Prisonniers politiques à Bahreïn
Americans for Democracy & Human Rights in Bahrain (ADHRB) se réjouit de cette occasion offerte par la 46ème session du Conseil des droits de l’homme des Nations unies, d’attirer l’attention sur les mauvais traitements infligés aux prisonniers politiques à Bahreïn. Depuis le début du mouvement pro-démocratie en 2011, le gouvernement bahreïni a détenu, fait disparaître, torturé et tué de nombreux journalistes, opposants politiques, personnalités religieuses et défenseurs des droits humains qui ont critiqué le gouvernement.

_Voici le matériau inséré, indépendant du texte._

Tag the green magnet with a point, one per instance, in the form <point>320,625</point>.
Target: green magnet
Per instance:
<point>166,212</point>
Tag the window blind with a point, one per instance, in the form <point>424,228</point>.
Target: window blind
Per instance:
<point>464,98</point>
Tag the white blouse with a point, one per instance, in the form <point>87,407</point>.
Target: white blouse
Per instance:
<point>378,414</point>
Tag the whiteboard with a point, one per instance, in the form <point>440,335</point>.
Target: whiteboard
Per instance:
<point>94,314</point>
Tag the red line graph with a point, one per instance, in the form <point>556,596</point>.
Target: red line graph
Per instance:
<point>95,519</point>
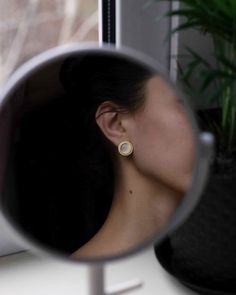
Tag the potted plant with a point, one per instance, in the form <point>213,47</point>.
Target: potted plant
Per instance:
<point>202,252</point>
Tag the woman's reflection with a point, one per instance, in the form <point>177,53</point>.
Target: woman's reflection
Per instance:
<point>132,119</point>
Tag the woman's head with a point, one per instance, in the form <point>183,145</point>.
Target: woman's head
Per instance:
<point>124,100</point>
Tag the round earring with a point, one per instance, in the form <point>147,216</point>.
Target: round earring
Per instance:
<point>125,148</point>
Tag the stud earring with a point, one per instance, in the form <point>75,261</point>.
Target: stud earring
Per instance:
<point>125,148</point>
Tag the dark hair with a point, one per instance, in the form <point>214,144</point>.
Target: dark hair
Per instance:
<point>73,168</point>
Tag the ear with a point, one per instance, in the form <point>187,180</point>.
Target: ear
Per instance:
<point>110,122</point>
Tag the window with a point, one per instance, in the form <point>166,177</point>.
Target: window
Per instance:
<point>28,27</point>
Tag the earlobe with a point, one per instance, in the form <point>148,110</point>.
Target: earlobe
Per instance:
<point>109,121</point>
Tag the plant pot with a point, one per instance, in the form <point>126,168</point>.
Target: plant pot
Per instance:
<point>202,253</point>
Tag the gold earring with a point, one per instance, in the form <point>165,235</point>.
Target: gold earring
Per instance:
<point>125,148</point>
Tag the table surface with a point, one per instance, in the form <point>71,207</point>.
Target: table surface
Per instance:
<point>25,273</point>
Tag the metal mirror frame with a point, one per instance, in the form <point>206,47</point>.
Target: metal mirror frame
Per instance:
<point>203,143</point>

Ces violations graves des droits humains des prisonniers politiques violent également les règles Mandela.
Contexte
En 2011, des milliers de Bahreïnis se sont rassemblés pacifiquement afin de protester contre le manque de droits humains et de démocratie dans le pays. Depuis lors, les représentants du gouvernement bahreïni ont mené une campagne continuelle et systématique de représailles, d’intimidation et de torture contre les défenseurs des droits humains dans le pays. Le gouvernement a recouru à l’arrestation, la torture, l’exécution extrajudiciaire et l’emprisonnement des défenseurs des droits humains, des journalistes, des opposants politiques, et des personnalités religieuses. En raison de cette politique de représailles, des milliers de prisonniers politiques sont actuellement détenus à Bahreïn. Ces prisonniers détenus à tort avaient déjà été soumis à l’abus, la torture, les mauvais traitements et le manque d’accès aux soins médicaux avant le début de la pandémie de COVID-19. Le début de cette dernière a aggravé la situation et rendu leur libération immédiate d’autant plus urgente.
En mars 2020, le ministère de l’Intérieur de Bahreïn a libéré 1.486 détenus pour des raisons humanitaires lors de la pandémie de COVID-19 et gracié 900 d’entre eux tandis que 585 ont reçu des peines alternatives. Cependant, les prisonniers politiques n’ont représenté que 300 des individus libérés et aucun d’entre eux n’était dirigeant politique ou un important défenseur des droits humains. En outre, les représentants du gouvernement ont échoué à prendre des mesures concrètes afin d’empêcher la propagation du virus dans les prisons, d’où le risque très élevé parmi les prisonniers de contracter la COVID-19. Cette situation est d’autant plus préoccupante que les prisons du Bahreïn ont déjà été critiquées à plusieurs reprises par les Nations unies en raison de l’absence d’installations sanitaires adéquates et les graves mauvais traitements infligés aux prisonniers. Une lettre envoyée par huit rapporteurs spéciaux de l’ONU au gouvernement bahreïni relate une série d’abus perpétrés par le personnel pénitentiaire, dont des négligences médicales, de la discrimination religieuse et du harcèlement qui constituent des violations de plusieurs traités internationaux relatifs aux droits humains notamment l’Ensemble de règles minima des Nations Unies pour le traitement des détenus, également appelé “Règles Nelson Mandela.”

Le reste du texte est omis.